Dynamical and chemical effects of FR II radio sources on the intra-cluster medium

TL;DR

This study uses hydrodynamic simulations to show that intermittent AGN jets can effectively distribute metals throughout the intra-cluster medium over billions of years, influencing metallicity gradients.

Contribution

It demonstrates how intermittent AGN jets impact metal distribution and gradients in the intra-cluster medium through detailed 2D hydrodynamic simulations.

Findings

Jets drive convective flows that distribute metals beyond 1.5 Mpc.

Intermittent jets enhance metal distribution to larger radii.

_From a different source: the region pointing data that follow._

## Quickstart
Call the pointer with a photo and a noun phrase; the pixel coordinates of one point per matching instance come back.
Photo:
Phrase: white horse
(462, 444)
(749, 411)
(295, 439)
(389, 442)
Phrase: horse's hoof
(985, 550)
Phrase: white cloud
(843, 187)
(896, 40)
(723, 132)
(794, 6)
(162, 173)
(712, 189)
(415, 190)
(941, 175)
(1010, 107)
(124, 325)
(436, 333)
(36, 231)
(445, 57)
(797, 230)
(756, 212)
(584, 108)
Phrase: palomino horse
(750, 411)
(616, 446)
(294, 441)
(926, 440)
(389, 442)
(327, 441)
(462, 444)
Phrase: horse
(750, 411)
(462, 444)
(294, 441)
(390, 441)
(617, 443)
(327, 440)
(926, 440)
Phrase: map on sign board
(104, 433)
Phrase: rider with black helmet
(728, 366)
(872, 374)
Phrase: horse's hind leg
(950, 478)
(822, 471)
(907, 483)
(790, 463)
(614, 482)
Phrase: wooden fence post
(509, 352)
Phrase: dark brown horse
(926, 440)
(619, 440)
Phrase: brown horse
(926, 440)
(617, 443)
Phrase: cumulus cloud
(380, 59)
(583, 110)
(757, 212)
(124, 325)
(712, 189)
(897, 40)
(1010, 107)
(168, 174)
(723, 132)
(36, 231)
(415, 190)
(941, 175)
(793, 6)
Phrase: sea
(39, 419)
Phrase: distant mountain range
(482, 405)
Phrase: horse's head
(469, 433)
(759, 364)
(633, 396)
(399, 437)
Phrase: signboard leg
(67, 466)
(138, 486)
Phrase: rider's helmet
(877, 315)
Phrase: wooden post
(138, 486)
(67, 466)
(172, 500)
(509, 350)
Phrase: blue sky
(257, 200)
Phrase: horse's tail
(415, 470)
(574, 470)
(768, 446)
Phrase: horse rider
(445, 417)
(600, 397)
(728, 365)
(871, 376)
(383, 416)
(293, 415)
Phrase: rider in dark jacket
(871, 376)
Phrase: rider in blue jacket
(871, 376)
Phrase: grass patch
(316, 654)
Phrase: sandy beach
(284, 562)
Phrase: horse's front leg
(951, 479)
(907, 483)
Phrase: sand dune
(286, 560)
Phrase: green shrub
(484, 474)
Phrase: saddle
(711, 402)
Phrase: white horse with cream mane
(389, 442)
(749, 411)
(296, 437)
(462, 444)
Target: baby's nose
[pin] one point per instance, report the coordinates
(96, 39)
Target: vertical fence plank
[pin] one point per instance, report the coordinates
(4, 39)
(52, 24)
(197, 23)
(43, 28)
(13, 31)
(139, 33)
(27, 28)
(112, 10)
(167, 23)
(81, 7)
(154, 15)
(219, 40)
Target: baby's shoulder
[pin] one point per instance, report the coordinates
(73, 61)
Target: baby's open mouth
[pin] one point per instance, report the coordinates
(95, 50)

Metallicity gradients similar to observations are produced at ~400 kpc.

Abstract

We investigate the effects of intermittent strong jets from an Active Galactic Nuclei (AGN) of a massive galaxy in the core of a cool core galaxy cluster, on the dynamics and metal distribution of the intra-cluster medium (ICM). We use a simple model for the metal distribution within the host galaxy which includes metal injection via star formation. We carry out 2D axisymmetric hydrodynamic simulations of these systems. After having established a cooling flow, two light jets are injected in opposite directions with a range of (intermittent) active phases. We follow the time evolution of the system from the jets' active phases up to 3 Gyr. The general metallicity evolution for all our simulations is very similar on large-scales. The convective flows driven by the jets advect gas and metals from the central galaxy to distances beyond 1.5 Mpc within the cluster. Intermittent jets are able to distribute metals to grater radii. The metal injection has effects on the general metal abundances present in the ICM, the faster the metal replenishment time the higher the metal abundance. Although metallicity gradients in the very central regions of cool core clusters are likely to be shaped by less-energetic phenomena, we find evidence in our simulations for metallicity gradients similar to those observed out to ~400 kpc radius. The metal distribution details of the central galaxy have no effects on the dynamical evolution of the ICM metals.